ATPM is the apotheosis of hack-as-hero films. The moment Hoffman just stays silent because he thinks the guy on the phone knows something else is just… perfect.
In the same field is the Parallax View (1974), also by Alan J Pakula, with Warren Beatty as a more fictional and infinitely more unlikely hack with a political assassination scoop. There’s also Defence of the Realm (1986), a fine Brit effort with Gabriel Byrne in 80s boozy Fleet Street.
And of course State of Play on TV (2003), with Nighy’s awesome turn as a louche editor (whoever heard of one of those?) and John Simm as a chippy northern reporter (the very idea!)
As a production man, the one error of fact that does hurt is one seen here: where the reporter writes his headline straight into the page (and it doesn’t even fit). A sub editor does that. Recognise.
Although a whole host of movie media men should have honourable mentions – the West Wing’s Danny Concannon, the excellent, Scottish and boozy Field of Blood, Lois Lane, Peter Parker… TinTin! – only one titan remains.
Everyone’s bored of hearing how great The Wire is, right?
But if one of the defining worries about newspapers is that whenever they report on something you know about, they get it wrong, then it has to be a defining commendation of David Simon’s epic that they wrote about something I know intimately – newspapers, in season five – and they absolutely nailed it.

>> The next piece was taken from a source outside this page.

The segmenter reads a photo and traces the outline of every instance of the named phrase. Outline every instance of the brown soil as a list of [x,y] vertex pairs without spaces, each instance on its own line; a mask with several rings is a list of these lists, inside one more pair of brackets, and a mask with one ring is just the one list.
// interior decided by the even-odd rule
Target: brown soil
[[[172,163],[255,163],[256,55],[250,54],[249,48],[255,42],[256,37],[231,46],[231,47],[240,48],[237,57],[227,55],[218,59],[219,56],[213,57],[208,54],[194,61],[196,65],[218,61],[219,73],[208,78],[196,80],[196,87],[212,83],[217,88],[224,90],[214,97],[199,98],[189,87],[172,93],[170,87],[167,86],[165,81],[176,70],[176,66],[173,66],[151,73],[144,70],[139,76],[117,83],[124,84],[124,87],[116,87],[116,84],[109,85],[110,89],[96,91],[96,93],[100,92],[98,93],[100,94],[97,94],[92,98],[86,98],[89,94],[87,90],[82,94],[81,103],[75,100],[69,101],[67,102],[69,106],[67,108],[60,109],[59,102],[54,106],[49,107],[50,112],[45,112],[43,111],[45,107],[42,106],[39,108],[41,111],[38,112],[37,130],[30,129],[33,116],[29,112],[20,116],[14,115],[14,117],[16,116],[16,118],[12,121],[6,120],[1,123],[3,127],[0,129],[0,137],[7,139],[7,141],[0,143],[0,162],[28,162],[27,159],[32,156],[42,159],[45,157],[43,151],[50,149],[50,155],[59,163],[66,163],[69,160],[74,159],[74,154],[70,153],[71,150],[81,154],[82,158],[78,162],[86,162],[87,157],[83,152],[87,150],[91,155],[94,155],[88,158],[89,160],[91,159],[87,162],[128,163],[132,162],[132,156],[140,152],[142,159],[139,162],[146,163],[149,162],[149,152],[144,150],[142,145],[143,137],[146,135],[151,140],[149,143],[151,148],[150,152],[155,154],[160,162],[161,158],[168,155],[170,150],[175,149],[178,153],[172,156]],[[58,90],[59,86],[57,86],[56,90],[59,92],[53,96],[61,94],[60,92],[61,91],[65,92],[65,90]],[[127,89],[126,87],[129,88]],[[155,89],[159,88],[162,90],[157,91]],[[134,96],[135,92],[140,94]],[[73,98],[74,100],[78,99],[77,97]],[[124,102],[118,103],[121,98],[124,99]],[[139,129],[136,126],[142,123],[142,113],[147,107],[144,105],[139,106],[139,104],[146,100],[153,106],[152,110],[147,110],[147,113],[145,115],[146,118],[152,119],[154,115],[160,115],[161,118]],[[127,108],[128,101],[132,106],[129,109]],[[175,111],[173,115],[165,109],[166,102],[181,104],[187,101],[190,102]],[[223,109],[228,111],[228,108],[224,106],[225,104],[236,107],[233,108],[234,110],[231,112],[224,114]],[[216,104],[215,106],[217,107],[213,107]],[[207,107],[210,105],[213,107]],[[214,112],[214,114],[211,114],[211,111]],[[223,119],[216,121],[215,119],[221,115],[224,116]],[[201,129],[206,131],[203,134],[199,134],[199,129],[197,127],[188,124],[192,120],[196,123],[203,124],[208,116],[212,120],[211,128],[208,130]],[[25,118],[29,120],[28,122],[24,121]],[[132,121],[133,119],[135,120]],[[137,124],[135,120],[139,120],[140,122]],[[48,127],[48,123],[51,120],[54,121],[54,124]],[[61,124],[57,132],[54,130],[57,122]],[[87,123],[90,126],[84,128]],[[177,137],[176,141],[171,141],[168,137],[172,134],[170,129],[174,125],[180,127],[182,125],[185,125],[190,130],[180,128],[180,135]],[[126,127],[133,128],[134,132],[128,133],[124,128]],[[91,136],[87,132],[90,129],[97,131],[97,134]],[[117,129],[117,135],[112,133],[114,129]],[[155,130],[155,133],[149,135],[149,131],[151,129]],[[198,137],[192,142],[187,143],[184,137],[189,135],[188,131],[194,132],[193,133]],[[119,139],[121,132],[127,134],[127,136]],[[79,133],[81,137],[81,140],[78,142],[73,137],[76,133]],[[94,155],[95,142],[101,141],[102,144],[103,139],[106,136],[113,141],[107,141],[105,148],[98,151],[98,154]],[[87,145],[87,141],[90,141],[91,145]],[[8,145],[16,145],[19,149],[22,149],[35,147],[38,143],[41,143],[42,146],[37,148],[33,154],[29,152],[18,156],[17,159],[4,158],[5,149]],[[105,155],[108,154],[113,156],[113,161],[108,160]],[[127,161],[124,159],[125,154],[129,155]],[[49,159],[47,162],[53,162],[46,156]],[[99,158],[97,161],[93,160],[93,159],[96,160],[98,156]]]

Sure, there were cultural differences (the Baltimore Sun had a Moscow bureau?) but the feel of the newsroom is precise. The dead language of lay-off announcements, the office’s affable human dictionary, the barfing of sarcasm at TV politicians – and news editor Gus Haynes’ post-deadline night-panic.
And in an era when it isn’t always great, this great game, old Gus has some inspirational words: “Where else would you rather be, huh kids… There are a million stories in the naked city, but you poor mooks only need to throw me three or four.”
Daniel Bourke is assistant night editor at the Daily Mirror. He previously worked for The Wharf, in Docklands, and Roll Call, in Washington, DC.